We propose two distinct ways to construct these captions using zero-shot classifiers (CLIP) and fine-tuning visual-language models (LLaVA) over human generated descriptors.
Our experiments showed that combining the "Fast" narrative descriptors and "Slow" reasoning of language models is a promising way to achieve emotional theory of mind.
- Score: 0.6749750044497732
- License: http://creativecommons.org/licenses/by/4.0/
- Abstract: The emotional theory of mind problem requires facial expressions, body pose, contextual information and implicit commonsense knowledge to reason about the person's emotion and its causes, making it currently one of the most difficult problems in affective computing.
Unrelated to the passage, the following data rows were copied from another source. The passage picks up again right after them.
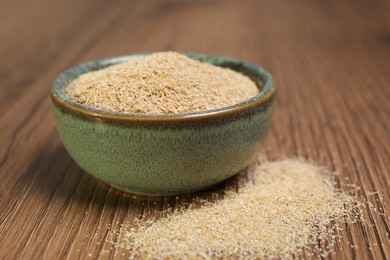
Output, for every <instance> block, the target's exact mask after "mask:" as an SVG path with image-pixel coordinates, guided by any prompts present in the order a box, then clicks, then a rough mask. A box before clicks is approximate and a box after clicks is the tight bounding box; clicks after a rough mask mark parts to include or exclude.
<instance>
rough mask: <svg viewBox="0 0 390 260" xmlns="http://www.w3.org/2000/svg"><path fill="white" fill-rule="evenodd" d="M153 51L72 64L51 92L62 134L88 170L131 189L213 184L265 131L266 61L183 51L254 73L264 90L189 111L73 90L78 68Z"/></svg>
mask: <svg viewBox="0 0 390 260" xmlns="http://www.w3.org/2000/svg"><path fill="white" fill-rule="evenodd" d="M144 55H147V54H135V55H129V56H121V57H114V58H107V59H102V60H97V61H92V62H89V63H85V64H82V65H79V66H76V67H73V68H70V69H68V70H66V71H65V72H63V73H61V74H60V75H59V76H58V77H57V78H56V79H55V80H54V82H53V84H52V87H51V100H52V105H53V110H54V116H55V119H56V123H57V129H58V132H59V134H60V137H61V139H62V142H63V144H64V146H65V148H66V150H67V151H68V153H69V154H70V156H71V157H72V158H73V159H74V161H75V162H76V163H77V164H78V165H79V166H80V167H81V168H82V169H83V170H85V172H87V173H89V174H91V175H93V176H94V177H96V178H98V179H99V180H101V181H103V182H105V183H107V184H109V185H111V186H113V187H115V188H117V189H120V190H124V191H127V192H131V193H135V194H142V195H156V196H159V195H160V196H161V195H178V194H183V193H192V192H195V191H199V190H203V189H206V188H209V187H211V186H213V185H216V184H217V183H220V182H222V181H223V180H225V179H227V178H229V177H232V176H233V175H235V174H237V173H238V172H240V171H241V170H243V169H244V168H245V167H246V166H248V164H249V163H250V162H251V161H252V160H253V159H254V157H255V156H256V154H257V153H258V151H259V149H260V147H261V144H262V142H263V140H264V138H265V136H266V134H267V131H268V128H269V125H270V121H271V116H272V110H273V109H272V107H273V100H274V92H275V87H274V81H273V78H272V76H271V74H270V73H268V72H267V71H265V70H264V69H262V68H260V67H258V66H256V65H253V64H250V63H247V62H244V61H240V60H237V59H232V58H227V57H221V56H213V55H207V54H195V53H185V55H187V56H189V57H190V58H193V59H196V60H200V61H202V62H207V63H211V64H214V65H216V66H220V67H227V68H230V69H232V70H235V71H238V72H240V73H243V74H245V75H247V76H249V77H250V78H251V79H252V80H253V81H254V82H255V83H256V85H257V86H258V88H259V90H260V92H259V94H258V95H256V96H255V97H253V98H251V99H249V100H247V101H245V102H242V103H239V104H236V105H232V106H228V107H223V108H220V109H215V110H208V111H202V112H195V113H187V114H174V115H160V114H146V115H140V114H129V113H121V112H108V111H102V110H97V109H94V108H91V107H87V106H85V105H82V104H79V103H77V102H75V101H73V100H71V99H70V98H68V97H67V96H66V95H65V94H64V92H65V88H66V86H67V85H68V84H69V83H70V82H71V81H73V80H74V79H76V78H77V77H78V76H79V75H81V74H83V73H86V72H89V71H95V70H99V69H103V68H106V67H108V66H110V65H113V64H117V63H120V62H124V61H127V60H130V59H135V58H139V57H142V56H144Z"/></svg>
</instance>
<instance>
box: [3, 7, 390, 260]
mask: <svg viewBox="0 0 390 260" xmlns="http://www.w3.org/2000/svg"><path fill="white" fill-rule="evenodd" d="M0 17H1V23H0V39H1V41H0V57H1V59H0V86H1V89H0V91H1V92H0V93H1V95H0V133H1V134H0V144H1V145H0V259H15V258H18V259H42V258H45V259H55V258H70V259H73V258H78V257H79V258H85V257H87V256H92V257H96V256H97V255H99V253H101V252H102V250H104V249H105V248H106V247H107V246H108V245H107V243H106V242H105V240H106V238H107V236H109V235H110V234H109V233H108V232H107V231H104V232H103V231H99V229H98V227H100V228H101V227H105V226H107V225H111V226H114V225H118V224H121V223H125V222H131V221H132V220H133V219H134V217H138V216H140V215H142V214H144V213H145V212H149V211H153V210H157V211H160V210H163V209H166V208H167V207H169V206H172V207H175V206H177V203H175V198H170V197H159V198H154V199H152V198H148V197H132V196H128V195H126V194H123V193H120V192H119V193H118V192H113V191H112V190H110V189H109V188H107V187H105V186H103V185H101V184H99V183H98V182H97V181H96V180H95V179H93V178H91V177H89V176H88V175H87V174H85V173H84V172H83V171H82V170H81V169H80V168H79V167H78V166H77V165H76V164H75V163H74V162H73V160H72V159H71V158H70V157H69V155H68V154H67V152H66V151H65V149H64V147H63V145H62V143H61V141H60V139H59V136H58V134H57V130H56V127H55V122H54V118H53V114H52V111H51V104H50V99H49V88H50V84H51V82H52V80H53V79H54V78H55V76H56V75H57V74H58V73H60V72H61V71H62V70H64V69H65V68H67V67H71V66H74V65H76V64H79V63H82V62H85V61H89V60H92V59H98V58H103V57H108V56H116V55H122V54H131V53H139V52H146V51H161V50H175V51H192V52H205V53H212V54H220V55H225V56H232V57H236V58H240V59H244V60H247V61H250V62H252V63H256V64H261V65H262V66H264V67H265V68H267V69H268V70H269V71H271V72H272V73H273V74H274V76H275V78H276V81H277V87H278V89H277V106H276V111H275V114H274V118H273V122H272V127H271V130H270V133H269V135H268V137H267V140H266V142H265V144H264V146H263V149H262V151H261V154H260V155H259V156H262V157H263V158H267V159H269V160H274V159H277V158H281V157H303V158H306V159H308V160H310V161H313V162H316V163H318V164H322V165H325V166H327V167H329V169H331V170H333V171H337V172H338V173H339V177H338V181H339V185H340V186H341V187H342V188H344V189H345V188H346V187H347V186H348V185H349V184H354V185H358V186H360V187H361V189H360V190H359V191H358V192H357V195H358V196H360V197H361V198H364V199H366V200H367V201H368V202H369V203H372V204H373V206H374V207H375V208H377V211H374V210H373V209H372V208H370V207H368V208H367V209H365V210H364V211H363V215H364V216H365V217H366V218H367V219H368V220H369V221H370V223H372V225H373V226H368V225H363V224H356V225H351V226H349V225H348V226H346V227H345V231H344V233H343V236H344V237H343V239H342V241H341V242H340V243H337V245H336V249H335V253H334V254H331V255H330V256H329V258H333V259H356V258H359V259H374V258H375V259H385V258H388V259H389V258H390V242H389V241H390V240H389V239H390V235H389V233H390V226H389V222H390V221H389V215H390V208H389V203H390V188H389V183H390V181H389V179H390V176H389V173H390V148H389V147H390V134H389V129H390V2H389V1H379V0H376V1H368V0H366V1H364V0H349V1H348V0H346V1H337V0H334V1H318V0H317V1H312V0H298V1H279V0H277V1H234V0H230V1H221V0H220V1H213V0H209V1H206V0H201V1H196V0H187V1H179V0H177V1H176V0H170V1H141V0H138V1H115V3H114V1H76V0H68V1H49V0H36V1H25V0H15V1H2V2H1V3H0ZM231 182H232V180H231V181H230V182H229V183H230V184H227V183H224V184H222V185H219V186H218V187H216V188H215V189H213V191H214V192H216V191H217V192H218V190H222V189H223V187H224V185H231ZM233 182H234V179H233ZM208 194H211V191H206V192H204V193H203V195H202V196H205V197H207V196H208ZM183 197H184V198H185V196H183ZM183 197H182V198H183ZM95 234H97V235H95ZM111 235H112V234H111ZM114 257H115V258H117V259H120V258H123V257H125V256H122V254H119V253H118V252H117V250H116V249H113V250H112V251H110V252H108V253H105V254H103V255H102V256H101V258H114Z"/></svg>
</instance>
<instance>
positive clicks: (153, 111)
mask: <svg viewBox="0 0 390 260" xmlns="http://www.w3.org/2000/svg"><path fill="white" fill-rule="evenodd" d="M258 92H259V90H258V88H257V87H256V84H255V83H254V82H253V81H252V80H250V79H249V78H248V77H247V76H245V75H243V74H241V73H238V72H235V71H233V70H230V69H227V68H221V67H217V66H214V65H211V64H207V63H202V62H200V61H197V60H193V59H190V58H188V57H187V56H185V55H182V54H179V53H175V52H159V53H154V54H151V55H149V56H145V57H141V58H137V59H134V60H129V61H126V62H123V63H120V64H116V65H112V66H110V67H108V68H105V69H102V70H98V71H93V72H88V73H85V74H83V75H81V76H79V77H78V78H77V79H75V80H74V81H73V82H71V83H70V84H69V85H68V86H67V88H66V91H65V94H66V95H67V96H68V97H69V98H71V99H73V100H75V101H76V102H79V103H81V104H84V105H86V106H89V107H94V108H97V109H100V110H106V111H117V112H127V113H139V114H177V113H190V112H198V111H205V110H211V109H217V108H222V107H225V106H230V105H234V104H237V103H240V102H243V101H245V100H247V99H250V98H252V97H253V96H255V95H257V94H258Z"/></svg>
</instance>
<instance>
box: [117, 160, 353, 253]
mask: <svg viewBox="0 0 390 260" xmlns="http://www.w3.org/2000/svg"><path fill="white" fill-rule="evenodd" d="M248 177H249V180H250V181H249V182H247V183H246V184H245V186H244V187H242V188H240V190H239V192H238V193H234V192H229V193H227V196H226V197H225V198H224V199H223V200H221V201H218V202H216V203H208V204H206V205H205V206H203V207H201V208H199V209H191V208H190V209H189V210H182V211H176V212H173V213H171V214H170V215H168V216H167V217H166V218H162V219H160V220H157V221H155V222H142V220H139V221H138V222H137V223H138V224H137V225H135V226H134V225H133V226H132V227H130V226H123V227H122V228H121V230H120V233H122V234H123V235H121V236H120V238H119V239H118V240H117V242H116V244H115V247H116V248H124V249H126V250H128V252H129V253H130V257H129V258H130V259H139V258H142V259H220V258H224V259H228V258H231V257H233V258H234V259H262V258H267V259H268V258H270V259H272V258H283V259H285V258H287V259H288V258H293V257H294V255H295V256H299V255H300V254H302V251H303V249H306V252H307V250H308V249H309V252H310V250H313V251H312V252H313V253H315V252H316V251H315V250H317V252H316V253H318V254H321V255H324V254H326V252H323V251H321V250H322V249H320V248H318V240H326V241H328V242H329V245H330V247H332V244H334V241H335V240H336V239H338V238H339V237H338V236H337V230H338V229H339V228H340V227H341V225H343V224H344V223H345V222H348V223H353V222H356V221H357V217H356V215H354V214H356V210H357V209H358V208H359V207H360V204H359V202H358V201H357V199H356V197H352V196H349V195H346V194H344V193H342V192H340V191H339V190H338V189H336V188H335V183H334V182H333V181H332V177H331V176H330V175H329V174H328V173H327V172H326V170H325V169H323V168H321V167H318V166H315V165H312V164H309V163H307V162H305V161H301V160H296V159H285V160H280V161H276V162H267V163H264V164H262V165H261V166H257V167H255V168H254V169H253V170H251V171H250V173H249V175H248ZM354 212H355V213H354ZM313 247H314V249H313ZM328 249H329V248H328ZM330 249H331V248H330ZM330 249H329V250H330Z"/></svg>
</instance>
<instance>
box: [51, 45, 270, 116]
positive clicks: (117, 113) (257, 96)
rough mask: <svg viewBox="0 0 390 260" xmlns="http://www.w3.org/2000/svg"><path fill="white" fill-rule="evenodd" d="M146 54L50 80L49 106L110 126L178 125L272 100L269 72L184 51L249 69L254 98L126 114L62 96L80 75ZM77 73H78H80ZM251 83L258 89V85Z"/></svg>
mask: <svg viewBox="0 0 390 260" xmlns="http://www.w3.org/2000/svg"><path fill="white" fill-rule="evenodd" d="M150 54H152V52H150V53H139V54H131V55H124V56H116V57H108V58H103V59H99V60H93V61H90V62H86V63H82V64H80V65H77V66H74V67H71V68H69V69H67V70H65V71H63V72H62V73H60V74H59V75H58V76H57V77H56V78H55V80H54V81H53V83H52V86H51V88H50V96H51V100H52V102H53V104H54V105H56V106H57V107H58V108H60V109H61V110H62V111H63V112H67V113H70V114H74V115H77V116H79V117H82V118H85V119H90V120H91V119H93V120H99V121H104V122H111V123H113V122H114V123H159V122H161V123H176V122H177V123H179V122H193V121H198V120H201V121H204V120H209V119H215V118H220V117H230V116H234V115H237V114H240V113H242V112H245V111H250V110H252V109H255V108H258V107H261V106H263V105H264V104H267V103H269V102H270V101H272V100H273V97H274V94H275V81H274V79H273V77H272V75H271V73H269V72H268V71H266V70H265V69H263V68H262V67H260V66H257V65H254V64H252V63H249V62H246V61H243V60H239V59H235V58H230V57H225V56H218V55H210V54H204V53H193V52H184V53H182V54H184V55H186V56H188V57H190V58H194V59H197V60H200V61H202V62H207V60H208V59H212V60H213V62H212V63H211V64H214V65H216V66H222V67H223V65H224V64H225V66H224V67H227V68H230V69H232V70H235V69H233V68H231V67H229V66H227V65H229V64H230V65H237V66H240V67H242V68H244V69H246V70H250V71H251V74H253V75H256V76H258V77H259V78H260V80H261V81H262V83H263V86H262V88H261V89H260V91H259V93H258V94H257V95H256V96H254V97H252V98H250V99H247V100H245V101H243V102H241V103H237V104H234V105H230V106H226V107H221V108H217V109H213V110H206V111H199V112H191V113H180V114H132V113H127V112H112V111H105V110H100V109H96V108H93V107H89V106H86V105H83V104H80V103H78V102H76V101H74V100H72V99H70V98H69V97H67V96H66V95H65V94H64V89H65V88H66V86H67V85H68V84H69V83H70V82H71V81H73V80H74V79H75V78H77V77H78V76H79V75H81V74H83V73H86V72H89V71H94V70H99V69H103V68H105V67H108V66H110V65H114V64H117V63H120V62H124V61H127V60H131V59H136V58H140V57H143V56H146V55H150ZM80 71H82V72H81V73H80ZM235 71H237V70H235ZM238 72H239V71H238ZM252 80H253V79H252ZM255 83H256V85H257V86H258V83H257V82H255ZM258 87H259V86H258Z"/></svg>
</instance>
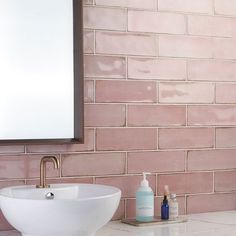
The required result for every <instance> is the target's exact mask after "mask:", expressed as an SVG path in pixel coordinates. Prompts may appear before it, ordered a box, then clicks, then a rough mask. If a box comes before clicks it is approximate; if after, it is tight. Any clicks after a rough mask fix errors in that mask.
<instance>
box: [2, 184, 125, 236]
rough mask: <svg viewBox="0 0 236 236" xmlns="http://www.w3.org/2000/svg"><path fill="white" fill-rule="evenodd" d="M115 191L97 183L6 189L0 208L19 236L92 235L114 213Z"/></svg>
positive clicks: (116, 204)
mask: <svg viewBox="0 0 236 236" xmlns="http://www.w3.org/2000/svg"><path fill="white" fill-rule="evenodd" d="M120 197H121V191H120V190H119V189H118V188H115V187H111V186H105V185H97V184H53V185H51V187H50V188H41V189H40V188H35V186H16V187H7V188H3V189H1V190H0V206H1V209H2V212H3V214H4V216H5V217H6V219H7V220H8V221H9V223H10V224H11V225H12V226H13V227H14V228H16V229H17V230H18V231H20V232H21V233H22V235H23V236H94V235H95V232H96V231H97V230H98V229H99V228H101V227H102V226H103V225H104V224H106V223H107V222H108V221H109V220H110V219H111V218H112V216H113V214H114V213H115V211H116V209H117V207H118V205H119V201H120Z"/></svg>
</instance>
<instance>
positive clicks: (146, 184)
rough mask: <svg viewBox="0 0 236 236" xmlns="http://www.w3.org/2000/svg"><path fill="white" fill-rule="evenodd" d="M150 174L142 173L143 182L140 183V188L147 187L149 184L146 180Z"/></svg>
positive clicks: (146, 173)
mask: <svg viewBox="0 0 236 236" xmlns="http://www.w3.org/2000/svg"><path fill="white" fill-rule="evenodd" d="M150 174H151V173H149V172H143V180H142V181H141V186H142V187H149V182H148V180H147V175H150Z"/></svg>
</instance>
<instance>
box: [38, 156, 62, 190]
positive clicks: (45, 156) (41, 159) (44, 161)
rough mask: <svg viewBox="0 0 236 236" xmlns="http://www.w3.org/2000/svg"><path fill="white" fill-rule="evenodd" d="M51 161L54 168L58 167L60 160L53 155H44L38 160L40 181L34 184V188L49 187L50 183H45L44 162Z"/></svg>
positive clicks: (44, 163)
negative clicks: (43, 156) (39, 162)
mask: <svg viewBox="0 0 236 236" xmlns="http://www.w3.org/2000/svg"><path fill="white" fill-rule="evenodd" d="M47 162H52V163H53V164H54V168H55V169H59V166H60V162H59V160H58V159H57V158H56V157H54V156H45V157H43V158H42V159H41V161H40V183H39V185H36V188H49V187H50V185H47V184H46V163H47Z"/></svg>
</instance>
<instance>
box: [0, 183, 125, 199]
mask: <svg viewBox="0 0 236 236" xmlns="http://www.w3.org/2000/svg"><path fill="white" fill-rule="evenodd" d="M79 186H90V187H93V186H94V187H101V188H107V189H109V190H113V192H112V193H108V194H104V195H99V196H94V197H82V198H74V199H66V198H61V199H53V200H47V199H34V198H23V197H16V196H9V195H7V193H4V191H7V190H12V189H22V190H24V189H26V190H27V189H28V190H35V191H38V192H43V191H47V190H48V192H50V191H53V190H55V189H62V188H69V187H79ZM116 195H121V190H120V189H119V188H117V187H113V186H110V185H101V184H86V183H62V184H60V183H57V184H50V187H49V188H36V186H35V185H17V186H9V187H4V188H2V189H0V198H7V199H15V200H17V201H33V202H35V201H37V202H54V203H55V202H64V201H65V202H80V201H91V200H99V199H106V198H111V197H113V196H116Z"/></svg>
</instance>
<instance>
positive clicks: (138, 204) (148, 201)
mask: <svg viewBox="0 0 236 236" xmlns="http://www.w3.org/2000/svg"><path fill="white" fill-rule="evenodd" d="M148 174H150V173H147V172H143V180H142V181H141V184H140V187H139V188H138V190H137V192H136V220H137V221H141V222H150V221H152V220H153V218H154V194H153V191H152V189H151V188H150V187H149V183H148V181H147V179H146V175H148Z"/></svg>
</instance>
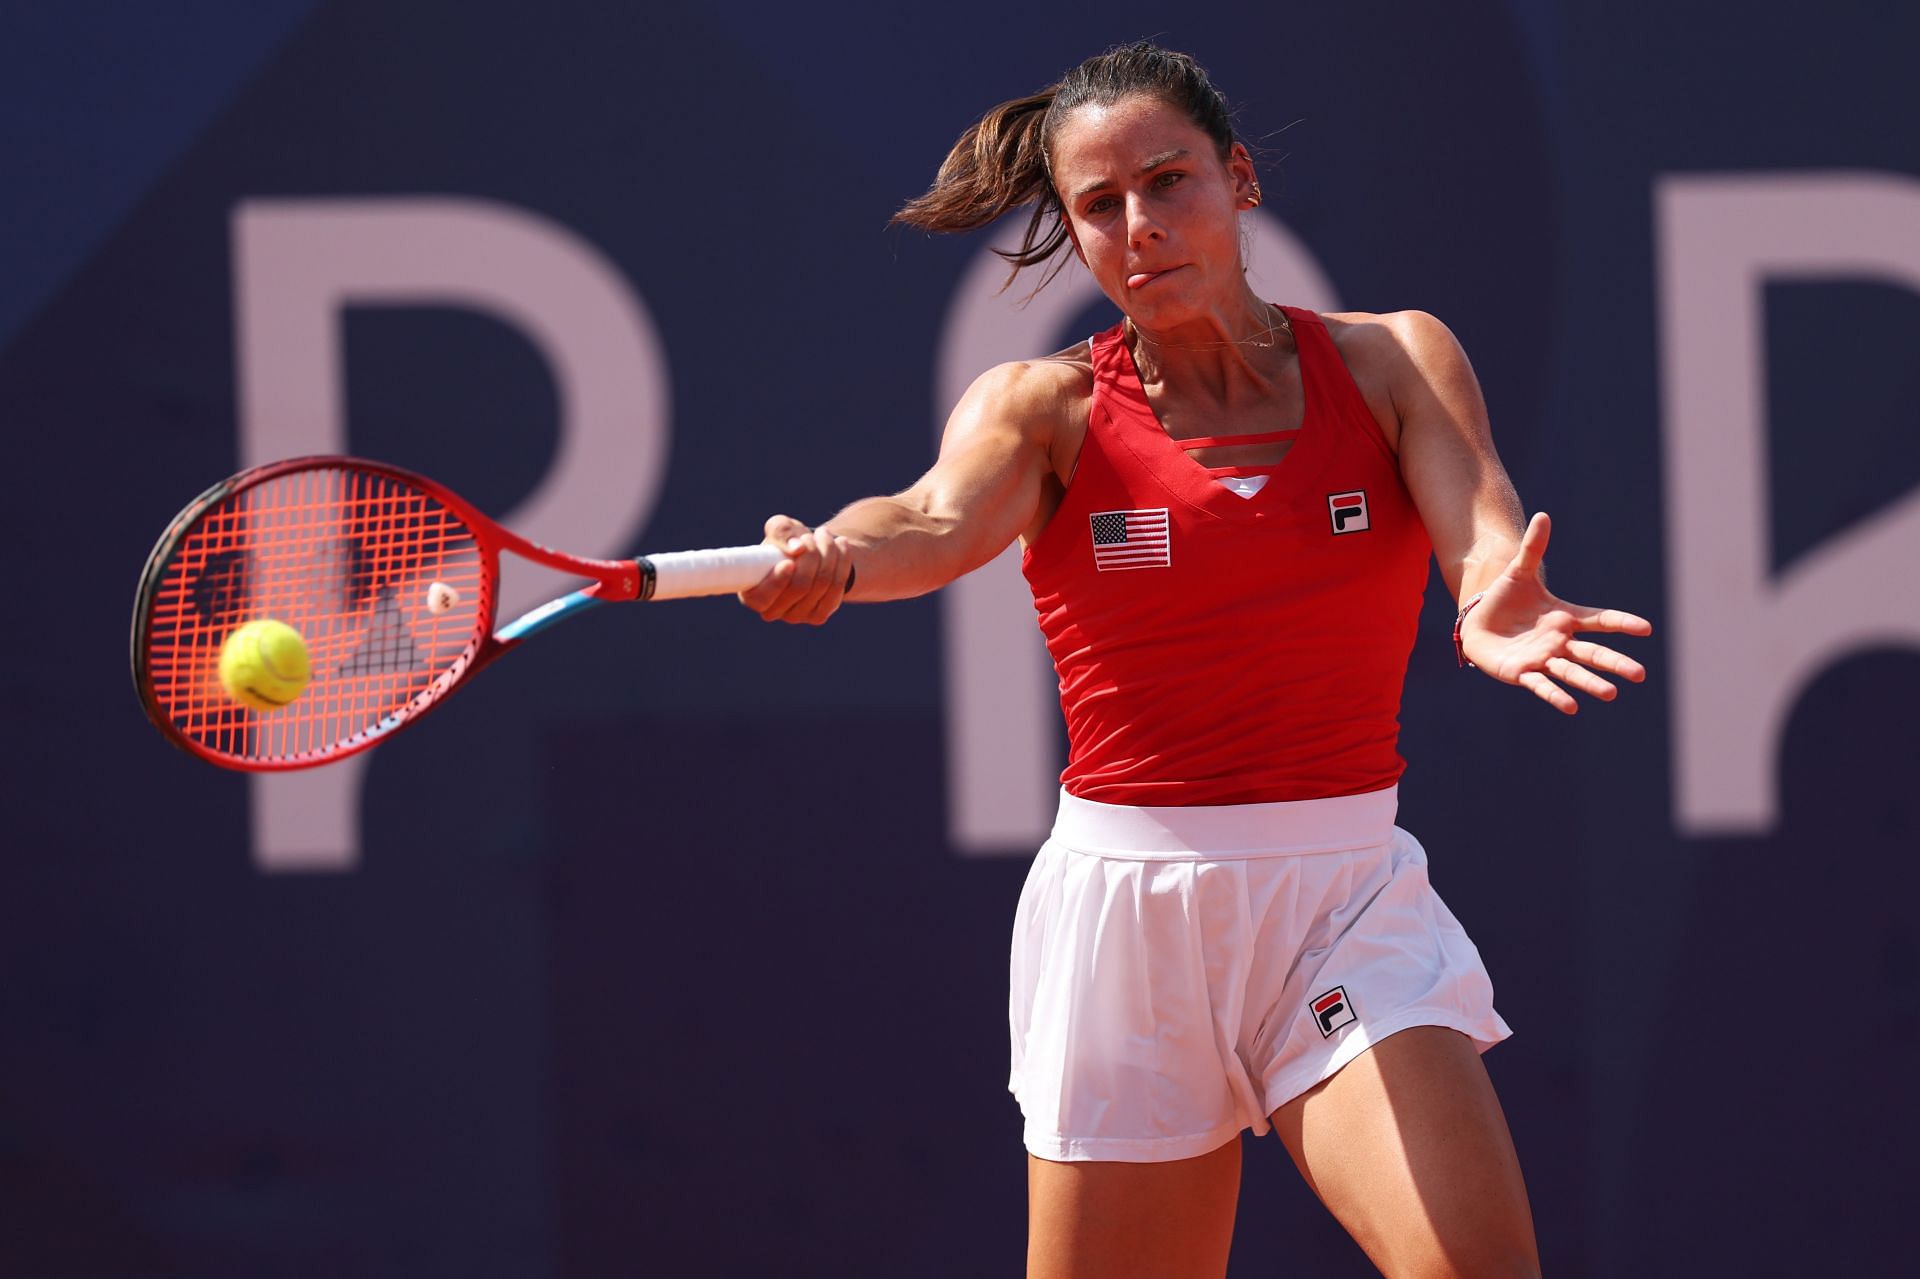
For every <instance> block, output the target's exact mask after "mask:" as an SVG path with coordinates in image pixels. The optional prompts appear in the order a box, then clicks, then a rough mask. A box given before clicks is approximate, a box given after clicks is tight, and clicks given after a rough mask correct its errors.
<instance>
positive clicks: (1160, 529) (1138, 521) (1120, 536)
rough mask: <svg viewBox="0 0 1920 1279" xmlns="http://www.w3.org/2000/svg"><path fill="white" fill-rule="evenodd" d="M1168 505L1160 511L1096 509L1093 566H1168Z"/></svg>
mask: <svg viewBox="0 0 1920 1279" xmlns="http://www.w3.org/2000/svg"><path fill="white" fill-rule="evenodd" d="M1169 547H1171V540H1169V524H1167V509H1165V507H1160V509H1158V511H1096V513H1094V515H1092V567H1094V568H1098V570H1100V572H1106V570H1110V568H1116V570H1117V568H1167V567H1171V563H1173V561H1171V559H1169Z"/></svg>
In this work, we propose multiple methods to incorporate the emotional reasoning capabilities by constructing "narrative captions" relevant to emotion perception, that includes contextual and physical signal descriptors that focuses on "Who", "What", "Where" and "How" questions related to the image and emotions of the individual. We propose two distinct ways to construct these captions using zero-shot classifiers (CLIP) and fine-tuning visual-language models (LLaVA) over human generated descriptors. We further utilize these captions to guide the reasoning of language (GPT-4) and vision-language models (LLaVa, GPT-Vision). We evaluate the use of the resulting models in an image-to-language-to-emotion task. Our experiments showed that combining the "Fast" narrative descriptors and "Slow" reasoning of language models is a promising way to achieve emotional theory of mind.